I probably took more pleasure than was seemly in helping Ben put together his case against Nicholas Perry and Senator Brisbane and in testifying against Jake and Annabel. Annabel’s new outfits were far less becoming than her usual selections from Prada and Gucci, but orange is a difficult color for blondes to wear well.

I took less pleasure in the statements I had to make about Andrew Marcus. He might have been a coldblooded killer, but he’d killed to avenge his family, which seemed like a more noble purpose than the money that had motivated the various other wrong-doers involved. I also appreciated the way he’d prevented Jake from shooting me at the boat basin, not to mention the thorough efficiency with which he’d completed his work on the Thunderbolt deal. Good associates were hard to find.

And I could have used a good associate, because I was soon busy at work again, helping Frank Kryzluk and the Thunderbolt board of directors put together an employee buyout of the company. There was a McDonald’s at the Pittsburgh Airport, but even though the flight from New York took over an hour, it didn’t really count as a road trip, so I couldn’t justify stopping there.

 

It was close to midnight by the time we reached my apartment building that Sunday night. The doorman helped us out of the squad car that had chauffeured us home from the Hamptons with an admirable lack of comment. I slumped against Peter in the elevator, my eyes closed and practically asleep on my feet. It had been a long day. In fact, it had been a long week.

“Come on,” he said as the elevator doors parted.

I opened my eyes.

“Peter, we’re on the wrong floor.” The little brass plate said sixteen, not fifteen.

“No, we’re not.” He bent and retrieved a key from under the door mat in front of 16A.

“Peter, you can’t just take somebody else’s key like that. And this is the apartment right upstairs from mine. Whoever lives here can make things pretty miserable for us if we piss them off. Stomping around, dragging things, playing loud music. It can get ugly.”

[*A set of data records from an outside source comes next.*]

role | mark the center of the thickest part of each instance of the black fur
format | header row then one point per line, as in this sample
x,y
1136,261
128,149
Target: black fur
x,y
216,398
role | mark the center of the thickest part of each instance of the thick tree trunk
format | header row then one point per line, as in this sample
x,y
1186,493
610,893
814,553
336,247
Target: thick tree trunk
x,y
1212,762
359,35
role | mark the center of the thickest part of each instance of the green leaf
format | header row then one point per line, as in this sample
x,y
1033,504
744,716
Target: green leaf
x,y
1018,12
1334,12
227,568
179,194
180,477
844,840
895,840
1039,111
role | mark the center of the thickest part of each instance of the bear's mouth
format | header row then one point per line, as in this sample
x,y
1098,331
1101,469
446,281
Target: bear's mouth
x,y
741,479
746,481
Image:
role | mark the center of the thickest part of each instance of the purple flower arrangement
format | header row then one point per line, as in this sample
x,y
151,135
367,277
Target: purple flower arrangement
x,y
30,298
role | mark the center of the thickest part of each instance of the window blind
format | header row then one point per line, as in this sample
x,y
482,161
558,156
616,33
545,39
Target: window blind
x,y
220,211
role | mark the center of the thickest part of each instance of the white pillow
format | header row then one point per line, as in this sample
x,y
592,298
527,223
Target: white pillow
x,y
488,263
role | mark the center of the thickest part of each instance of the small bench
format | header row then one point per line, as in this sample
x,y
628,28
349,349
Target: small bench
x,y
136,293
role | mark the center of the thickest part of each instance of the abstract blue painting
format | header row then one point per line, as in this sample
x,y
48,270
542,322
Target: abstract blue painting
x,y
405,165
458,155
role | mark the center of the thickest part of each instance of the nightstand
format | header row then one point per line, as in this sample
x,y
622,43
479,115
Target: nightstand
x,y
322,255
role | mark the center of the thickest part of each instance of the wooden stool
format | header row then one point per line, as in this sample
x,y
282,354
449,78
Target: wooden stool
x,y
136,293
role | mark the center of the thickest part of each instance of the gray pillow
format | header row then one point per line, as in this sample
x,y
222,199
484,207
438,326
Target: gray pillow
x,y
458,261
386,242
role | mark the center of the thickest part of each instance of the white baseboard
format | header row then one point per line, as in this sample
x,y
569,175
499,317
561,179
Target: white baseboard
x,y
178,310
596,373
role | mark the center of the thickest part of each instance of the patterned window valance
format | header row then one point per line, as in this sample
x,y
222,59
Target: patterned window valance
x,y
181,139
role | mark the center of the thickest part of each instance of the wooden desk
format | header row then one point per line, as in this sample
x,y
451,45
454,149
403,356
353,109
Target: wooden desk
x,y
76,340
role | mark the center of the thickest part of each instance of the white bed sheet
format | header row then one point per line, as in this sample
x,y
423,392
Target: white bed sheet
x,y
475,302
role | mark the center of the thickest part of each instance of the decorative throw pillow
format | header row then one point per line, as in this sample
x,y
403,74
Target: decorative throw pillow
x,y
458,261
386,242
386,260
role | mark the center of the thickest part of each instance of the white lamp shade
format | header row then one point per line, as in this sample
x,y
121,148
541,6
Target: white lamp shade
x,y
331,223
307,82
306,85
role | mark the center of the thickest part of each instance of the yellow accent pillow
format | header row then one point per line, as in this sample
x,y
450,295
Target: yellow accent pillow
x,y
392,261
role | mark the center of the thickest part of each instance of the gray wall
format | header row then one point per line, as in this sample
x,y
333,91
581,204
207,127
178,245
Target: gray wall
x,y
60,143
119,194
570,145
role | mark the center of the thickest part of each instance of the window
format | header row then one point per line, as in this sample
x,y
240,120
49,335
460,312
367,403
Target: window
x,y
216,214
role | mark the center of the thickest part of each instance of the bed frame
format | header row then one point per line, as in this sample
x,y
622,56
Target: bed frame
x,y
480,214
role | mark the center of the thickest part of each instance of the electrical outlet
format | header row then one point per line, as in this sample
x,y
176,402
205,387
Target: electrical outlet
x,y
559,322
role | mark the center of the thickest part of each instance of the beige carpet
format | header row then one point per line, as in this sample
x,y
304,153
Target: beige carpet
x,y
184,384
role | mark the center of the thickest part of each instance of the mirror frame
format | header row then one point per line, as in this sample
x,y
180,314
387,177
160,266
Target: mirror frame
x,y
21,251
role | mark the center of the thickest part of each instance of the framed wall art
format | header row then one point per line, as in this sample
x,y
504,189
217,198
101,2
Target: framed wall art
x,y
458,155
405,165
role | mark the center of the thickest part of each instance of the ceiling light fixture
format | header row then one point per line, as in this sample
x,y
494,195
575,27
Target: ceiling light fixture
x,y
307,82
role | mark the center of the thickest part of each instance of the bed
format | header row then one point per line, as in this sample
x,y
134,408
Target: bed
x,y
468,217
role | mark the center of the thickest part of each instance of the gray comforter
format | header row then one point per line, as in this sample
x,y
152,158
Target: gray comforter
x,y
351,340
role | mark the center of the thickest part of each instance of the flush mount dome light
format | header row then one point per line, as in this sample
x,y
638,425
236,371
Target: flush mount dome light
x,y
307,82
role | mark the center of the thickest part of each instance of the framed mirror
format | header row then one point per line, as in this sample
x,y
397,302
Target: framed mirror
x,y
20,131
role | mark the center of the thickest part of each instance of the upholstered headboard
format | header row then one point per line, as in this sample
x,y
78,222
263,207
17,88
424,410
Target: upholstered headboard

He ignored me and turned the key in the door.

“Peter, this really isn’t funny. It’s dangerous to upset your upstairs neighbors.”

He started to pocket the key, and then he caught himself. “We’ll need to make a copy of this for you.”

“Have you not had enough interaction with law enforcement agencies today?”

“Come here,” he said, propping the door open with his foot.

“What are you doing—” I started to ask. Then he picked me up.

“It’s a little premature, but I’m carrying you over the threshold.”

“Of somebody else’s apartment.”

“No, it’s ours.”

“What?”

“I bought it. It’s ours. And we can build a staircase down to your apartment. I already checked with an architect.”

“How did you—I mean, when did you—” Was this what all of his phone calls had been about? And why he’d been here instead of at his office in the middle of the day?

“Shh,” he said.

And he carried me over the threshold.